Buy more National Insurance years and you could be set for even more than £6,000 overall in retirement.
Of course, bear in mind you have to pay to top up your NI record which means you will be temporarily out of pocket.
It depends on your age too – if you are still working and on course to earn 35 NI years, you obviously don’t need to top up.
It comes after the Government scheme which lets people fill in gaps in their NI history from 2006 was set to end last April, but it was extended until July, before being extended once more to April 2025.
The move was due to DWP phone lines being jammed in the run up to the initial deadline.
You might have holes in your NI record for any number of reasons, including if you took time out of working to raise children.
In this case, you would be missing NI years because you receive them by working.
HMRC previously said the revised deadline for people to plug any gaps in their NI record will help “tens of thousands” more people.
It’s worth bearing in mind, the scheme to plug missing NI years from 2006 to 2018 only applies to people who reached (or will reach) state pension age after April 5, 2016.
Remember too, it might be worth claiming NI credits before topping up your NICs.

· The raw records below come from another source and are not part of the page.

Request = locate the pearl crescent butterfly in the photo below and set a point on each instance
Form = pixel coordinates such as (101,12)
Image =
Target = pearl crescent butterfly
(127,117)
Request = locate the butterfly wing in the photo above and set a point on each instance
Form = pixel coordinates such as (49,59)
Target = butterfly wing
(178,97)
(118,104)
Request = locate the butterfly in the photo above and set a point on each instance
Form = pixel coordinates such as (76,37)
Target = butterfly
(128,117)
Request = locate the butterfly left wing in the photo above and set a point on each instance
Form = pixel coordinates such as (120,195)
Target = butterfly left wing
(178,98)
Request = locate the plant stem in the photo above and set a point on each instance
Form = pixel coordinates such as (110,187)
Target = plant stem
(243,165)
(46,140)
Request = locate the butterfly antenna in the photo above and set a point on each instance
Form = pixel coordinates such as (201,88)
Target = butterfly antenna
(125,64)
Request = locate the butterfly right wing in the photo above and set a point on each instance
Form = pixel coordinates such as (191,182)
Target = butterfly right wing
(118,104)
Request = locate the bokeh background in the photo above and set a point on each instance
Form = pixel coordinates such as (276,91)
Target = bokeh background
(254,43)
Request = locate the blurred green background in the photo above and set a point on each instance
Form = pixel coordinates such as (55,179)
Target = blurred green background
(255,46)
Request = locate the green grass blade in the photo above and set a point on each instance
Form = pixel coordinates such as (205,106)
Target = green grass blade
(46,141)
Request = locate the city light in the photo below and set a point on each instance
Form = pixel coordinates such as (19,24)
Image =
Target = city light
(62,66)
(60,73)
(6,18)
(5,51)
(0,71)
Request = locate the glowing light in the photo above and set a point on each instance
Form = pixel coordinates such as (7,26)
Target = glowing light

You can claim NI credits if you haven’t worked throughout your life and have giant holes in the NI record, say for example if you were on benefits, ill or unemployed.

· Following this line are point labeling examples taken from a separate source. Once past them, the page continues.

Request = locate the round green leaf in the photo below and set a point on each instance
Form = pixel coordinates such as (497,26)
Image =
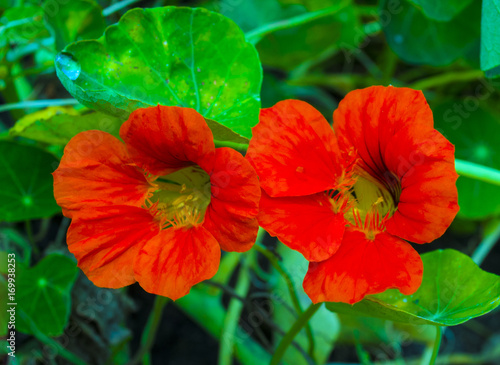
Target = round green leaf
(170,56)
(25,173)
(474,132)
(454,290)
(442,10)
(43,294)
(420,40)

How to top up NI years and how much you can get
You have to pay to fill any gaps in your NI record.
How else to boost your pension
THERE'S are a couple other ways to boost your savings pot in later life, according to two experts who spoke to The Sun...
Helen Morrissey, head of retirement analysis at Hargreaves Lansdown, said one easy way of boosting your state pension pot is by deferring it.
This is because you don’t receive your state pension automatically and have to actively claim it.
But for each year you decide to not claim it, the Government boosts your payments.
Helen explained: “Under the new state pension system for every year you defer you boost your state pension by around 5.8% per year.
“This works out as an extra £12.82 per week. However, make sure that in doing so you aren’t inadvertently pushing yourself into a higher tax bracket when you do come to claim state pension or pushing yourself out of eligibility for benefits you would otherwise have received.”
Becky O’Connor, from PensionBee, said you should also claim child benefit to boost your state pension, even if you’re not working.
This is because claiming child benefit gives you NI years.
Becky explained: “While you usually get National Insurance contributions by paying taxes on your wages, when you claim child benefit, you’ll be automatically credited with National Insurance contributions until your youngest child is 12, even if you’re not earning.
“Even if you don’t think you’re eligible for child benefit because either you or your partner earns over the £60,000 tax-free limit, it’s important to claim it to avoid missing out on National Insurance contributions and putting yourself at a disadvantage in retirement.”
If you’re filling gaps between 2006/07 to 2015/16 you’ll be paying the 2022/23 rates for contributions.
It works out to be worth £15.85 a week which means it costs £824.20 to buy one year of contributions.
As the state pension was £185.15 per week in 2022/23, this boost would add £5.29 per week or around £275 per year.
Although you’d have to pay £8,242 (10 lots of £824.20), the annual state pension boost would be around £2,750.
Someone who was retired for 20 years would get back around £55,000 in total (before tax).
Anyone who tops-up their record after April 2025 will pay those rates.
Before you make any voluntary contributions, you need to get a pension forecast which tells you how much you can expect to earn when you start claiming your state pension.
You can get one of these via the Government’s website.
This is because there are some situations in which paying historic contributions don’t boost your state pension.
You can check the full list of who’s eligible for claiming credits on the Government’s website.